A man told the doctor : "My wife's pregnant, but we haven't had sex in over a year. I don't understand it." The doctor said : "It's what we in the medical profession call a grudge pregnancy." “What's a grudge pregnancy?" asked the man. The doctor replied : "Well, somebody's obviously had it in for you....
I had to call Sky TV's complaints department after signing up for their upgrade sports and film package. When the customer service officer asked what the problem was I explained that instead of the expected shiny new Sky Box all I got was a sheet of A4. She said I'd got what I asked for...... Sorry about this one I mean really sorry She said...... "It's paper view"

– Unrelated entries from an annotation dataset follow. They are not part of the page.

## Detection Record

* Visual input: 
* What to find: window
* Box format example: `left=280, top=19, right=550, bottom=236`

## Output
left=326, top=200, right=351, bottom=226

One lovely day, two tourists were driving through Wales. At Llanfairpwllgwyngyllgogerychwyrndrobwyllllantysiliogogogoch they stopped for lunch and one of the tourists asked the waitress: “Before we order, I wonder if you could settle an argument for us. Can you pronounce where we are, very, very, very slowly?” The girl leaned over and said: “Burrr… gurrr… King.”
I feel like I'm on the way to kicking my obsession with forestry, but my psychiatrist says I'm not out of the woods yet.
Buckingham Palace have advertised for a gas engineer who can also walk the dogs... Must be corgi registered.